Я обнаружил, что, несмотря на доверие матерей, он не относился покровительственно ко всем девушкам без разбора. Все зависело от девушки, и при малейшем намеке на отсутствие твердости ей приходилось самой о себе заботиться, даже рядом с ним.
– Жизнь сделала из меня циника, – иногда говорил он.
Под жизнью он имел в виду Паулу. Иногда, особенно когда он выпивал, что-то путалось в его голове, и он считал, что она жестоко его бросила.
Этот «цинизм», или же понимание того, что легкомысленные девушки не заслуживают пощады, подтолкнул его к роману с Долли Каргер.
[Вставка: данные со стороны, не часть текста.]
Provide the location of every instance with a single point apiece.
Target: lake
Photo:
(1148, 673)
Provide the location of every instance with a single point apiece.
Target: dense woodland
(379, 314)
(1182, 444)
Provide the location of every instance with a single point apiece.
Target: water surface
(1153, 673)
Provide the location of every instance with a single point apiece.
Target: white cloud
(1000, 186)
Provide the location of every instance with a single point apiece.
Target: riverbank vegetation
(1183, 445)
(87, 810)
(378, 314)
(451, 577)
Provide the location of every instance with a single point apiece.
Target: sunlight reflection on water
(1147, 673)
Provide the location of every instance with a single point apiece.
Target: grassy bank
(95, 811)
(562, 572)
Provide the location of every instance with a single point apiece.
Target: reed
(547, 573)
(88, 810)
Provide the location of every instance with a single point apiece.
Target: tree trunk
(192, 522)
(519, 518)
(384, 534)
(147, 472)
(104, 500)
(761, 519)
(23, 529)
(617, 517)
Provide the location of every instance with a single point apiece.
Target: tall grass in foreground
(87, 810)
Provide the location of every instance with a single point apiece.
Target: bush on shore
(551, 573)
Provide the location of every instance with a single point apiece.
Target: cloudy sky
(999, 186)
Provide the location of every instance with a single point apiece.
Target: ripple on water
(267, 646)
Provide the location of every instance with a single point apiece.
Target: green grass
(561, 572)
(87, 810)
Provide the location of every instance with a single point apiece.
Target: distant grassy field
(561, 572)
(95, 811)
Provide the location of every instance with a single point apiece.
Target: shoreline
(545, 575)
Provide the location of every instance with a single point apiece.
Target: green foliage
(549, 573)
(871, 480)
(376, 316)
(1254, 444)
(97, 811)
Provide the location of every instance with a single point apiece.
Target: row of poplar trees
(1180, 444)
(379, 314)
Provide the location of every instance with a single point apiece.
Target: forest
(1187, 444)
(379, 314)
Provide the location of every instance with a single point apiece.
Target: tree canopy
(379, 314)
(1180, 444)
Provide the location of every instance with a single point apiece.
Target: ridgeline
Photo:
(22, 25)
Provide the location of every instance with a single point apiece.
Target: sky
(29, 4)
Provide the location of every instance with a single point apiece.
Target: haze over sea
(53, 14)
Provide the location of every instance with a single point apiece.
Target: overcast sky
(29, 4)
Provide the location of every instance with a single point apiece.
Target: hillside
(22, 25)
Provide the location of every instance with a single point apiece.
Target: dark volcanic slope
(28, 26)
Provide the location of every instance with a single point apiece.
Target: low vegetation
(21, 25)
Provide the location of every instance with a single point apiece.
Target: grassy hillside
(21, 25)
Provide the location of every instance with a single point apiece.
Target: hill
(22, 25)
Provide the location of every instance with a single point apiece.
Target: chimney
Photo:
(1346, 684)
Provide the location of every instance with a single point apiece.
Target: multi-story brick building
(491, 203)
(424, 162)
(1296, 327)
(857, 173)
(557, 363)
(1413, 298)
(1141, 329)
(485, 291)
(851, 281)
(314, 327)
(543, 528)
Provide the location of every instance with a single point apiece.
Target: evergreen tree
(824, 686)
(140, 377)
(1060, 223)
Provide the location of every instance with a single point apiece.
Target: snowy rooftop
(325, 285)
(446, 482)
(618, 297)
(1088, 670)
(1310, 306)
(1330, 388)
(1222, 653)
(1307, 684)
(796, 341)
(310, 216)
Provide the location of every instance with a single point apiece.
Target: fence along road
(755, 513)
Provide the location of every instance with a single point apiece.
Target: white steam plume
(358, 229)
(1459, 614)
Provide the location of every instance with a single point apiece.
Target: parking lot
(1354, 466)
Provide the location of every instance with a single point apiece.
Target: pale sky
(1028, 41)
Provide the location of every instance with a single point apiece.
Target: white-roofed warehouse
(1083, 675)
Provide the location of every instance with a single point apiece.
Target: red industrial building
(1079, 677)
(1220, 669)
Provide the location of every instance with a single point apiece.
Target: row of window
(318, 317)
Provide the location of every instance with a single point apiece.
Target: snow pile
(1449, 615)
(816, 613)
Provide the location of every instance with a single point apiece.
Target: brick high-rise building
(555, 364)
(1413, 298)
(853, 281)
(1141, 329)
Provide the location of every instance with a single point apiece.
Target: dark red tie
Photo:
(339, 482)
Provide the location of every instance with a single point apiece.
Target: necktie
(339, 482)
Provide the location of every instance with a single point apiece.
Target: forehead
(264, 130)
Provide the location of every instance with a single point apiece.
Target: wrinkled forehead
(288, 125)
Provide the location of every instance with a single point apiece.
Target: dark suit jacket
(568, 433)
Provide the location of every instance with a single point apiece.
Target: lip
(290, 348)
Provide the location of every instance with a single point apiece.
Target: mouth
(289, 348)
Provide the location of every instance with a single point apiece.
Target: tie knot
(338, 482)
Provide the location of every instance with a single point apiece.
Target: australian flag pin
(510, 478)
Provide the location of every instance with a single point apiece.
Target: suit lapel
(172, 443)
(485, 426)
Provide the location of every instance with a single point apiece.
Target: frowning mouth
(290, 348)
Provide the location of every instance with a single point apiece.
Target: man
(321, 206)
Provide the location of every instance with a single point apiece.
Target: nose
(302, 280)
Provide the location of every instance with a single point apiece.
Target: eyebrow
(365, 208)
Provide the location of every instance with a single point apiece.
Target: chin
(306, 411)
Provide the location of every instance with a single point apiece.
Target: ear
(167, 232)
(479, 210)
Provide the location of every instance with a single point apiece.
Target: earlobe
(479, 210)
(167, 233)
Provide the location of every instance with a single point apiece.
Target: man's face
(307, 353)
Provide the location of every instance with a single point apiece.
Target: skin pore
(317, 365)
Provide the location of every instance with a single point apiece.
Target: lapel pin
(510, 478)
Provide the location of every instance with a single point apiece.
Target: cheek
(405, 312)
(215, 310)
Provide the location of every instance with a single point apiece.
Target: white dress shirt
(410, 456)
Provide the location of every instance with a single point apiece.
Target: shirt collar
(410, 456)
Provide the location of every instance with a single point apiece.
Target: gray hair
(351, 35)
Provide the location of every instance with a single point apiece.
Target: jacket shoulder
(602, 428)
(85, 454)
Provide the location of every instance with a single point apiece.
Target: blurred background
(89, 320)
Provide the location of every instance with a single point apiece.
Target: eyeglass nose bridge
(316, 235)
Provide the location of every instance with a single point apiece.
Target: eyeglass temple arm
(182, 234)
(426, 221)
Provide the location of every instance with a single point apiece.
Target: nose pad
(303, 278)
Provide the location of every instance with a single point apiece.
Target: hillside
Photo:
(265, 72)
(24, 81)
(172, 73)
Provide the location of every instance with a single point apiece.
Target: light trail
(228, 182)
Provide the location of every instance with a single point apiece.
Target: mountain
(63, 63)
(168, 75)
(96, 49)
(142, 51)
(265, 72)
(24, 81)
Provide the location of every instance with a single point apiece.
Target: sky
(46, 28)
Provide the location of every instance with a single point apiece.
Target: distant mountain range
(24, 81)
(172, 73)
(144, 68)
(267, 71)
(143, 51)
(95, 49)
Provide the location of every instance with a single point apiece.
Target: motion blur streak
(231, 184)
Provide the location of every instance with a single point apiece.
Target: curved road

В те годы это был не единственный его роман, но именно он глубже всего его затронул и сильно повлиял на его отношение к жизни.
Долли была дочерью печально известного публициста, благодаря женитьбе попавшего в высшее общество. Сама же она выросла в Младшей Лиге, дебютировала в «Плазе» и вступила в Женскую Ассамблею, и только самые почтенные семьи, к которым относились Хантеры, могли усомниться в том, по праву ли она занимала место в свете, так часто ее фотографии мелькали в газетах, привлекая к ней завидного внимания больше, чем к некоторым девушкам, без сомнения его заслуживающим. У нее были темные волосы, красные губы и яркий румянец, чрезвычайно ей шедший, который она, однако, маскировала под слоем бледной розоватой пудры во время своего первого года, проведенного в обществе. Иметь румянец считалось немодно, нужно было демонстрировать викторианскую бледность. Она носила черные строгие костюмы и стояла, держа руки в карманах и слегка подавшись вперед, со сдержанным и чуть насмешливым выражением на лице. Она восхитительно танцевала – и любила это занятие больше, чем что-либо другое, за исключением флирта. С того момента как ей исполнилось десять, она всегда была влюблена, и обычно в кого-то, кто не отвечал ей взаимностью. Те же, кто отвечал – и таких было великое множество, – утомляли ее после первой же короткой встречи, но, несмотря на все свои неудачи, ее сердце оставалось отзывчивым и теплым к тем, с кем она терпела неудачу. Когда она встречала их, то всегда предпринимала еще одну попытку – иногда успешную, чаще нет.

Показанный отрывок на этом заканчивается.